Interesting. I tried to follow the discussion in the linked thread, and the only takeaway I got was "something to do with RCU". What id the simplified explanation?
In Linux, the file descriptor table (fdtable) of a process starts with a minimum of 256 slots. Two threads creating 256 sockets each, which uses 512 fds on top of the three already present (for stdin, stdout and stderr), requires that the fdtable be expanded about halfway through when the capacity is doubled from 256 to 512, and again near the end when resizing from 512 to 1024.
This is done by expand_fdtable() in the kernel. It contains the following code:
if (atomic_read(&files->count) > 1)
synchronize_rcu();
The field files->count is a reference counter. As there are two threads, which share a set of open files between them, the value of this is 2, meaning that synchronize_rcu() is called here during fdtable expansion. This waits until a full RCU grace period has elapsed, causing a delay in acquiring a new fd for the socket currently being created.
If the fdtable is expanded prior to creating a new thread, as the test program optionally will do by calling dup(0, 666) if supplied a command line argument, this avoids the synchronize_rcu() call because at this point files->count == 1. Therefore, if this is done, there will be no delay later on when creating all the sockets as the fdtable will have sufficient capacity.
By contrast, the OpenBSD kernel doesn't have anything like RCU and just uses a rwlock when the file descriptor table of the process is being modified, avoiding the long delay during expansion that may be observed in Linux.
> allocating kernel objects from proper virtual memory makes this easier.

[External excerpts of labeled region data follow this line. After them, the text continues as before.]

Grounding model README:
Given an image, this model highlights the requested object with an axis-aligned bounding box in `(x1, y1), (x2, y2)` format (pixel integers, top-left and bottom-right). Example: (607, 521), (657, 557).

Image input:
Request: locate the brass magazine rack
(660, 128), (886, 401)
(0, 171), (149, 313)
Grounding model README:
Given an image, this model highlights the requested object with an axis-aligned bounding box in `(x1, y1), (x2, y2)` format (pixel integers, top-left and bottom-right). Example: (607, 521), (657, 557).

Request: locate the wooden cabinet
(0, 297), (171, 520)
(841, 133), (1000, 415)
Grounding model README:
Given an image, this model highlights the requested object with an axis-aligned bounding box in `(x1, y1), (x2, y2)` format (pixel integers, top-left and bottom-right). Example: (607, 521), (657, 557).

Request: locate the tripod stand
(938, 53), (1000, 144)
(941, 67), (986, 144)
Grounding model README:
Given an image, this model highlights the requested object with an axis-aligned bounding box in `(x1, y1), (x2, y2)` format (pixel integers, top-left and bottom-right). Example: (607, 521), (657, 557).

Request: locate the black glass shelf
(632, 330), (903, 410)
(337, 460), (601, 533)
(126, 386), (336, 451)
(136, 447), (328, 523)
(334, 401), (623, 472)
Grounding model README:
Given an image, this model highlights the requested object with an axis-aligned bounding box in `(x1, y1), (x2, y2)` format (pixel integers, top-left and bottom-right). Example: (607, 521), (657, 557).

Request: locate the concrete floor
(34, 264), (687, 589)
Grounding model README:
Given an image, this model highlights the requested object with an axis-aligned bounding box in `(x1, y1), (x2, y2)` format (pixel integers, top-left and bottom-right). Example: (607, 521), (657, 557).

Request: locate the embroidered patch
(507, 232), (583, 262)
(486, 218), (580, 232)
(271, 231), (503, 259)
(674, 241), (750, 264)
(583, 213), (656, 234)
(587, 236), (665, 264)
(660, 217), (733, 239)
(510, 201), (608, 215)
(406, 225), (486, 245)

Linux currently just allocates kernel objects straight out of the linear mapping of all physical memory
I found this to be a key takeaway of reading the full thread: this is, in part, a benchmark of kernel memory allocation approaches, that surfaces an unforeseen difference in FD performance at a mere 256 x 2 allocs. Presumably we’re seeing a test case distilled down from a real world scenario where this slowdown was traced for some reason?

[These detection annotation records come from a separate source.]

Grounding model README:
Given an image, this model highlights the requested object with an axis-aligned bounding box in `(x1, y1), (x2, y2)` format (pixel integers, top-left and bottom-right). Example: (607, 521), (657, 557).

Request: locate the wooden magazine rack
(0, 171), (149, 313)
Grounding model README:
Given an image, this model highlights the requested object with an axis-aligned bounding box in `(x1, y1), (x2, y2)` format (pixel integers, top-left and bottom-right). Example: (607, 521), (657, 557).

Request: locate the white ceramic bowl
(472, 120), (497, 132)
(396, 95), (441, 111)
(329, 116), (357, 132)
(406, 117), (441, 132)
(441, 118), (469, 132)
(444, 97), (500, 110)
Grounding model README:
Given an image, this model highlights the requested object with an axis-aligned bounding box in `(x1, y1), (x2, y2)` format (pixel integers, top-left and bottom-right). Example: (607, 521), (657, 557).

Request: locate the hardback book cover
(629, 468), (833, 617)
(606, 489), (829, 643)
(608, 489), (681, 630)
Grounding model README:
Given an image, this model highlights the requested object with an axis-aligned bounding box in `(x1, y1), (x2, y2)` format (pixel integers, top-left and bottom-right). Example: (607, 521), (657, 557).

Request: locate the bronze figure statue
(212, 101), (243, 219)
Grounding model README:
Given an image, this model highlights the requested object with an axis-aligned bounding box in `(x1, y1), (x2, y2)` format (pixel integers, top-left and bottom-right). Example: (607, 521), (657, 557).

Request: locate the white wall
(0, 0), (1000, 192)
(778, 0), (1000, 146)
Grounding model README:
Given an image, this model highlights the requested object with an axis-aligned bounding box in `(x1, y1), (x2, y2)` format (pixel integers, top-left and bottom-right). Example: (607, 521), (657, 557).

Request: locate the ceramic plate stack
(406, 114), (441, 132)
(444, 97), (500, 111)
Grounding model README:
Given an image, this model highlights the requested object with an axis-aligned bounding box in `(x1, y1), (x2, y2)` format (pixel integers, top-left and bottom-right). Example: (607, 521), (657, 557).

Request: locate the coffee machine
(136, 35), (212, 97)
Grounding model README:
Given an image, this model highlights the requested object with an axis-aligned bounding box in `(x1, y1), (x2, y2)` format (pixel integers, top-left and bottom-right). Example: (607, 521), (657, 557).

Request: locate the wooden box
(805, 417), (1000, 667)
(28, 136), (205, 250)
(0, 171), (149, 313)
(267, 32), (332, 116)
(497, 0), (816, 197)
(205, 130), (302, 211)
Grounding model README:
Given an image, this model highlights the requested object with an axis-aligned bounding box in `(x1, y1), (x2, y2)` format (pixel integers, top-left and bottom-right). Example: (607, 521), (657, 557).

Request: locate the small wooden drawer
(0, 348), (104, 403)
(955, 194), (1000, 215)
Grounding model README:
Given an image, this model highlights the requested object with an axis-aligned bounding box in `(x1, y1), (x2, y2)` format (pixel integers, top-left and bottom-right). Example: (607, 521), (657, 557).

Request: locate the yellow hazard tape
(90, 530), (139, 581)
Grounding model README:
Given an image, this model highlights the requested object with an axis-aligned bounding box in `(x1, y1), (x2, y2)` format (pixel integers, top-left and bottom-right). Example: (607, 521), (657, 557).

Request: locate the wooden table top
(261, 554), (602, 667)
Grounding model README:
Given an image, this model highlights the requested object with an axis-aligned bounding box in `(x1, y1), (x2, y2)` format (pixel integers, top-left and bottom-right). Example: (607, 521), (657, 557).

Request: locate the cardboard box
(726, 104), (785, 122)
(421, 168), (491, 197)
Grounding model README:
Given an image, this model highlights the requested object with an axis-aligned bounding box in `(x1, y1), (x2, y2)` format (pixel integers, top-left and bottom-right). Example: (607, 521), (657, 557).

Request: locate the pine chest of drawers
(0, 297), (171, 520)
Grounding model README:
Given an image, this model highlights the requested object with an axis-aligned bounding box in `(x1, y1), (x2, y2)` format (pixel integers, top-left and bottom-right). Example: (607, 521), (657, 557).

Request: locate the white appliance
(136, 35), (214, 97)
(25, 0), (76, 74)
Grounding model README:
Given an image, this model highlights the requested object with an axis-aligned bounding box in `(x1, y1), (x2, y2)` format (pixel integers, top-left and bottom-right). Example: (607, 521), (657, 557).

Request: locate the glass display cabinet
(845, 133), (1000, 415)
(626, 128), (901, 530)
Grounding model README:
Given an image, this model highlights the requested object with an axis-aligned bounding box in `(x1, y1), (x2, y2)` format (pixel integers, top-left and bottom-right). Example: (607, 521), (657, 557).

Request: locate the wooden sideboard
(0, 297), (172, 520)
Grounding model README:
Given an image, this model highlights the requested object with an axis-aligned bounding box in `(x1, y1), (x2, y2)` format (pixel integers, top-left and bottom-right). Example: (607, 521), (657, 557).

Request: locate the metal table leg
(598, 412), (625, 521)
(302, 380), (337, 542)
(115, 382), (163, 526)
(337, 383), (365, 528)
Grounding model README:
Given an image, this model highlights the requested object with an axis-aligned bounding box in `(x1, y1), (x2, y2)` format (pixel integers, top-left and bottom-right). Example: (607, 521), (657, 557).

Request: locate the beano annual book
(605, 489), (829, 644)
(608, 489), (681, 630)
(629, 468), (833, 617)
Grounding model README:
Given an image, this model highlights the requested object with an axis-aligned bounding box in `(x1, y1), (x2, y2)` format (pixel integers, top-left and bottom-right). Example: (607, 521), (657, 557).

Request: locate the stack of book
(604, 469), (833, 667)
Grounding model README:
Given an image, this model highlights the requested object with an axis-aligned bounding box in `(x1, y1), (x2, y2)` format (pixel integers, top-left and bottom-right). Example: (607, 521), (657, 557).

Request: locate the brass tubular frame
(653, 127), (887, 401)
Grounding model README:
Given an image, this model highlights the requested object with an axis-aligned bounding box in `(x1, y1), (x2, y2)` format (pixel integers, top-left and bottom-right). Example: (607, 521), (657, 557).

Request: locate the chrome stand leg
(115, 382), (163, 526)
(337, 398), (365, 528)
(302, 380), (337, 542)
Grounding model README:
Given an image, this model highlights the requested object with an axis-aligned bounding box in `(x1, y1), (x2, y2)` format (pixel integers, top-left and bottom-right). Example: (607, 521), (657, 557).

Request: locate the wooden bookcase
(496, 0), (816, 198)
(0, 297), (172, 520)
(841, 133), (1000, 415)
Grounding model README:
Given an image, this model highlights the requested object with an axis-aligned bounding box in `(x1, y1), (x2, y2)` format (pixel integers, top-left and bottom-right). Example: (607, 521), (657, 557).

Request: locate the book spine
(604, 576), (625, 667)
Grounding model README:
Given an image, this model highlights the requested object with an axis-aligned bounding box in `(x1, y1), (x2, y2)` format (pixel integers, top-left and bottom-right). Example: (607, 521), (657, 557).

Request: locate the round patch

That’s how they’re designed; they are intended to complete at some point that’s not soon. There’s an “expedited RCU” which to my understanding tries to get everyone past the barrier as fast as possible by yelling at them but I don’t know if that would be appropriate here.
Reading this code for the first time, this seems to be a consequence of the separation between allocating and fd and "installing" a pointer to a file there. Allocating the fd already needs to acquire a lock. So if the install happens together with allocation, there wouldn't be a need to use synchronize_rcu to kick out other threads. The lock would do that.
When 2 threads are allocating sockets sequentially, they fight for the locks. If you preallocate a bigger table by creating fd 666 first, the lock contention goes away.
It's something that has always been interesting about Windows NT, which has a multi-level object handle table, and does not have the rule about re-using the lowest numbered available table index. There's scope for reducing contention amongst threads in such an architecture.
Although:
1. back in application-mode code the language runtime libraries make things look like a POSIX API and maintain their own table mapping object handles to POSIX-like file descriptors, where there is the old contention over the lowest free entries; and
1. in practice the object handle table seems to mostly append, so multiple object-opening threads all contend over the end of the table.
lowest-number-reuse is also a robustness issue. If multi-threaded programs UAF or double-free a file descriptor they likely end up touching FDs owned by other parts of the program which can result in various kinds of corruption and memory-unsafety.
Assigning numbers from a large domain, either randomly or from a permutation sequence, would massively reduce that probability and manifest in prompt errors instead.
I want an alternative unix ABI that doesn't guarantee lowest-reuse for this exact reason. I suppose you could (almost) just hijack the close call and replace it with a dup2 of /dev/null or something (but then you'd miss close errors).
It could be emulated in userspace with F_DUPFD. But that's costly because the kernel table is optimized for dense data, not sparse.
The rust standard library aborts the program in debug builds when it detects a double-close; at that point corruption may already have occurred but better than nothing.